Teardrop

“William! Claire!” she shouted, but before she could jump in, Brooks’s arm shot across her chest to hold her back. He held one of the life preservers in his other hand, its rope looped over his wrist.

“Stay here!” he shouted.

He dove into the water. He tossed the life ring toward the twins as his strong strokes brought him to them. Brooks would save them. Of course he would.

Another wave crested over their heads—and Eureka didn’t see them anymore. She shouted. She ran up and down the deck. She waited three, maybe four seconds, certain they’d reappear at any moment. The sea was black and churning. There was no sign of the twins or Brooks.

She struggled onto the bench and dove into the roiling sea, saying the shortest prayer she knew as her body tumbled down.

Hail Mary, full of grace …

In midair she remembered: she should have dropped the anchor before she left the boat.

As her body broke the surface, Eureka braced for the shock—but she didn’t feel anything. Not wet, not cold, not even that she was underwater. She opened her eyes. She was holding on to her necklace, the locket and the thunderstone.

The thunderstone.

Just as it had done in the bayou behind her house, the mysterious stone had cast some sort of impenetrable water-resistant balloon—this time around Eureka’s entire body. She tested its boundaries. They were pliant. She could stretch without feeling cramped. It was like a kind of wetsuit, shielding her from the elements. It was a bubble-shaped thunderstone shield.

Free from gravity, she levitated inside the shield. She could breathe. She could move by making normal swimming strokes. She could see the sea around her as well as if she were wearing a scuba mask.

Under any other circumstances, Eureka would not have believed this was happening. But she didn’t have time to not believe. Her faith would be the twins’ salvation. And so she surrendered to her new, dreamlike reality. She searched the undulating ocean for her siblings and for Brooks.

When she saw the kick of a little leg fifty feet in front of her, she whimpered with relief. She swam harder than she’d ever done anything, propelling her arms and her legs forward in a desperate crawl. As she grew closer, she could see that it was William. He was kicking violently—and his hand was clasping Claire’s.

Eureka strained with the strange effort of swimming inside her shield. She reached out—she was so close—but her hand wouldn’t break the surface of the bubble.

She jabbed at William senselessly, but he couldn’t see her. The twins’ heads kept ducking underwater. A dark shadow behind them might have been Brooks—but the shape never came into focus.

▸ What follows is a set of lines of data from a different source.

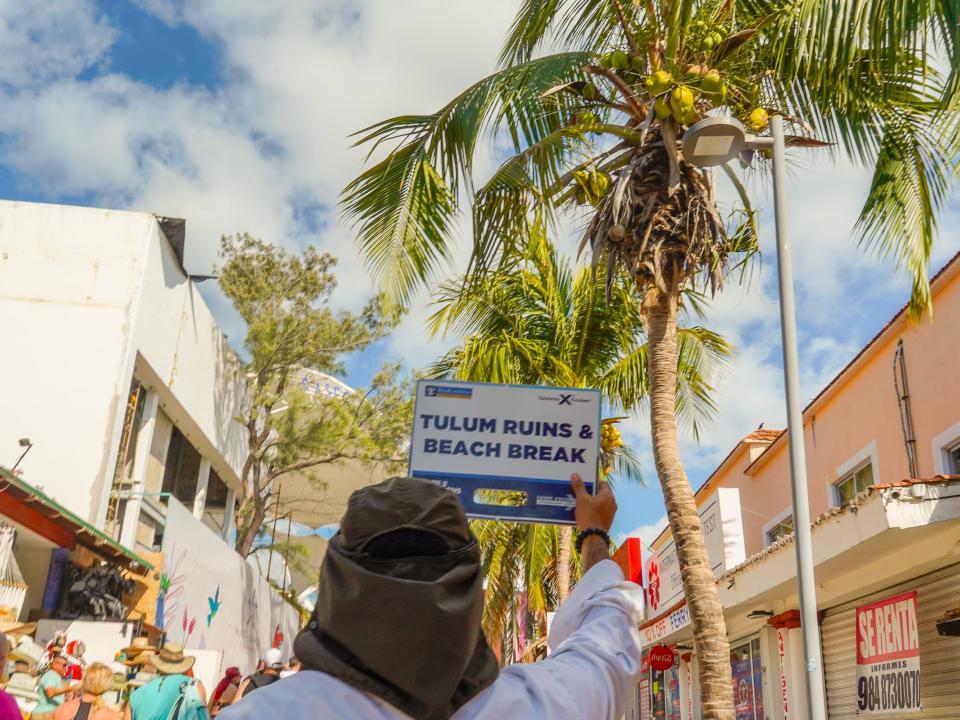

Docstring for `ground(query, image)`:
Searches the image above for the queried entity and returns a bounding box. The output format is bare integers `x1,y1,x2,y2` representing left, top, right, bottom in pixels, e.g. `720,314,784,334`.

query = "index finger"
570,473,587,498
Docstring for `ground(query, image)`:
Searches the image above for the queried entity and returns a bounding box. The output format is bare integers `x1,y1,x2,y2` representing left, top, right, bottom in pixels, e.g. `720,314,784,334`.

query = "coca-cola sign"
650,645,674,670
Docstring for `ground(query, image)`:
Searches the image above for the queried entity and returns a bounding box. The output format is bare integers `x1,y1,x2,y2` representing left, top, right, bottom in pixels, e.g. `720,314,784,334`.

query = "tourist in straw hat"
124,642,206,720
53,663,120,720
0,633,23,720
120,637,160,667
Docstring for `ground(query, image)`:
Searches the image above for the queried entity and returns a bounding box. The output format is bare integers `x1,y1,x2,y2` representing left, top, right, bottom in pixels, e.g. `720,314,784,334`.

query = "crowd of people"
0,633,300,720
0,475,642,720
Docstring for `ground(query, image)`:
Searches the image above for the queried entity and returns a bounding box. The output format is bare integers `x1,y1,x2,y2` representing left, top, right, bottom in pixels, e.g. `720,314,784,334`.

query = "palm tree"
344,0,960,720
427,223,730,656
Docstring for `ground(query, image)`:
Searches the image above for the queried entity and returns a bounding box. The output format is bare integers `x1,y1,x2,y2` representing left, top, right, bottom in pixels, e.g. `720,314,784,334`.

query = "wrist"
575,525,610,554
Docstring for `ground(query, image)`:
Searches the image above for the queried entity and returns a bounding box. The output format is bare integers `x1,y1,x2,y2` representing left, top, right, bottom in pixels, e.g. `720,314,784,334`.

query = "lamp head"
682,115,747,167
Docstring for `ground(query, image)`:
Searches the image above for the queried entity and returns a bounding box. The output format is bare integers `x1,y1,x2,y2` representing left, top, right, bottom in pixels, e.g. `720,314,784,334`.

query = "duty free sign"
410,380,601,524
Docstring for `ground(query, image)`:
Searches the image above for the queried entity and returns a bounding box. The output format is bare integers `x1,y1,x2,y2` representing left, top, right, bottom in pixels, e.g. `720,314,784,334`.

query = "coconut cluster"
572,20,769,143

William’s kicks grew weaker. Eureka was screaming with futility when suddenly Claire’s hand swooped down and accidentally penetrated the shield. It didn’t matter how Claire did it. Eureka grabbed her sister hard and pulled her in. The drenched little girl gasped for air when her face broke through. Eureka prayed that William’s hand would stay in Claire’s so she could pull him into the shield, too. His grip seemed to be loosening. From lack of oxygen? For fear of what his sister was being drawn into?

“William, hold on!” Eureka shouted as loudly as she could, not knowing whether he could hear. She only heard the slosh of water against the surface of the shield.

His tiny fist broke through the barrier. Eureka pulled the rest of him in with a single heave, the way she’d once seen a calf being born. The twins gagged and coughed—and levitated with Eureka in the shield.

She swept both of them into a hug. Her chest shuddered and she almost lost control of her emotions. But she couldn’t, not yet.

“Where’s Brooks?” She looked beyond the shield. She didn’t see him.

“Where are we?” Claire asked.

“This is scary,” William said.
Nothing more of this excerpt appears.